Open yarikoptic opened 4 months ago
Hi @yarikoptic, I'm glad you mentioned this!
There are a bunch of possibilities floating around in my mind. I'll just toss a couple out there to see what you think.
Let's start with just adding text notes. I know that structured annotations (labels on units, etc) are more useful, but it's good to start with a simple case. From a user's perspective they should be able to click to add a note to any neurodata object within an NWB file that is loaded into Neurosift. That note could be visible to them and also to any other viewer of that particular NWB file. This could include top-level notes that would apply to the entire file.
It gets interesting when we start to think about (a) where those notes would get stored, and (b) how they get stored there. For (b), let's assume we have figured out the github authentication stuff so that the web app (neurosift) will have the ability to act on GitHub on behalf of the user. I can think of a few possibilities for (a)
Thoughts?
I was thinking of the 3rd option:
Each user has their own repo for DANDI annotations. It could be called dandi_annotations, and everyone has their own. The annotations get stored as files in that repo.

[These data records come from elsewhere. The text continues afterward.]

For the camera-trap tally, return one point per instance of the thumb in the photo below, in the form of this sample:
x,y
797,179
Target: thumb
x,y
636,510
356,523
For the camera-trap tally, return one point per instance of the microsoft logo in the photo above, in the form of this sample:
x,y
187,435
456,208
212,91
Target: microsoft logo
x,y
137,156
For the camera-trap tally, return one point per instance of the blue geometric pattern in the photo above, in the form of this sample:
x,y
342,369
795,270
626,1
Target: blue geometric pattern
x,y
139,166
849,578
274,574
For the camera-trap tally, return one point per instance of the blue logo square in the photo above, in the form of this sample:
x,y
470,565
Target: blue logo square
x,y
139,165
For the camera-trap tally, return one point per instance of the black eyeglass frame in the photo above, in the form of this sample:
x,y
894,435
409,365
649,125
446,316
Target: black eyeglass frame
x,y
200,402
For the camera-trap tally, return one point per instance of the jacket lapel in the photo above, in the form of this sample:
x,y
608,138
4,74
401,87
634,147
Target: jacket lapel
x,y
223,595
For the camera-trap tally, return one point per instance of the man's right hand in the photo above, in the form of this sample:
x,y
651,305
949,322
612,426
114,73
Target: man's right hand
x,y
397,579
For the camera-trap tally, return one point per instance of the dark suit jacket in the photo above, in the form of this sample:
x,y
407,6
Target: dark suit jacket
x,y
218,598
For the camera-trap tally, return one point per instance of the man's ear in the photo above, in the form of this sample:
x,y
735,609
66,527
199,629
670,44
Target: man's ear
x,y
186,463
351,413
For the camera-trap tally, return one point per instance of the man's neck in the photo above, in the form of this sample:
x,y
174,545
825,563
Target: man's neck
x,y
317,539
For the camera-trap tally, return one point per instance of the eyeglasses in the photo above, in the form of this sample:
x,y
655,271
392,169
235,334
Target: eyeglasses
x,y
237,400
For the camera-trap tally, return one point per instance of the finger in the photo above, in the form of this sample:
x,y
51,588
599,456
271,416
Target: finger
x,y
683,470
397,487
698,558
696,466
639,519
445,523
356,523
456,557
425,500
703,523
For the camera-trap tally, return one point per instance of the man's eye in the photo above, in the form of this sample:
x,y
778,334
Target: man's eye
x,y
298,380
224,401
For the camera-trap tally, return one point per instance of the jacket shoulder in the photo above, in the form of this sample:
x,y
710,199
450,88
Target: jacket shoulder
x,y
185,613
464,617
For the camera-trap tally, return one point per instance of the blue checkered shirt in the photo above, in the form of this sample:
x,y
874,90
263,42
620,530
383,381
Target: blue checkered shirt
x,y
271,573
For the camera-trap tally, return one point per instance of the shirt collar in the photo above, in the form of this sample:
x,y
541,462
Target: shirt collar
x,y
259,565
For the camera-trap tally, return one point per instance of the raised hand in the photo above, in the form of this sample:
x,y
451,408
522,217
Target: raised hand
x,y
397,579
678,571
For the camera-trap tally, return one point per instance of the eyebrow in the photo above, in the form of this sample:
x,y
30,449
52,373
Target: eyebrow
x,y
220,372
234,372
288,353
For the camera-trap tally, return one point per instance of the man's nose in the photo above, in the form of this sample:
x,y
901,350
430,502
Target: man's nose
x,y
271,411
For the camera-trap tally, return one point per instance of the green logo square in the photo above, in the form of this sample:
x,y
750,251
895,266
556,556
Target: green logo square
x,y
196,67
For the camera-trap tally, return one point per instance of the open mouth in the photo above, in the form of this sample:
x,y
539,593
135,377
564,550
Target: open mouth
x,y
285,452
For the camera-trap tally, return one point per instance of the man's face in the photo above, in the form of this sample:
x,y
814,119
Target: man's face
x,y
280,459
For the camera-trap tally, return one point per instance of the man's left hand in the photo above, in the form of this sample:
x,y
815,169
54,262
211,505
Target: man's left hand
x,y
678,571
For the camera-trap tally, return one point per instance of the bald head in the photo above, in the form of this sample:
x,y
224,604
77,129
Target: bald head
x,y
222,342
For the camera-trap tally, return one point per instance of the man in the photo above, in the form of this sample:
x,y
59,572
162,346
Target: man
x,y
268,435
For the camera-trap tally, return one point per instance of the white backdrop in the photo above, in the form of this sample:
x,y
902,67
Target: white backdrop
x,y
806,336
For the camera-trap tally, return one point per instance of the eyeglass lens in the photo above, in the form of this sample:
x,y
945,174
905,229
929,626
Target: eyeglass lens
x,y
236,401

so that user has full control etc over it, we could benefit from whatever they want to configure it how (private, collaborators etc). neurosift could provide a github app which gets registered against account to manipulate that repo. Somewhere we just store the URL for that repo... may be even a cookie or may be there is a way to store some settings (like a cookie) within github account itself for the app so as soon as app is registered -- there is a way to discover which repo to contain annotations.
Sounds good. If it's a public repo... do we want other viewers of the NWB file in neurosift to be able to see that there are annotations - and perhaps click on them to view? Or do we want a user to only see their own annotations?
good question/point... in principle it should all be up to a user. I guess there might be some configuration file where user could instruct one way or another, and we could default (template) it to be "announced" (or whatever best description of being shown to others) by default.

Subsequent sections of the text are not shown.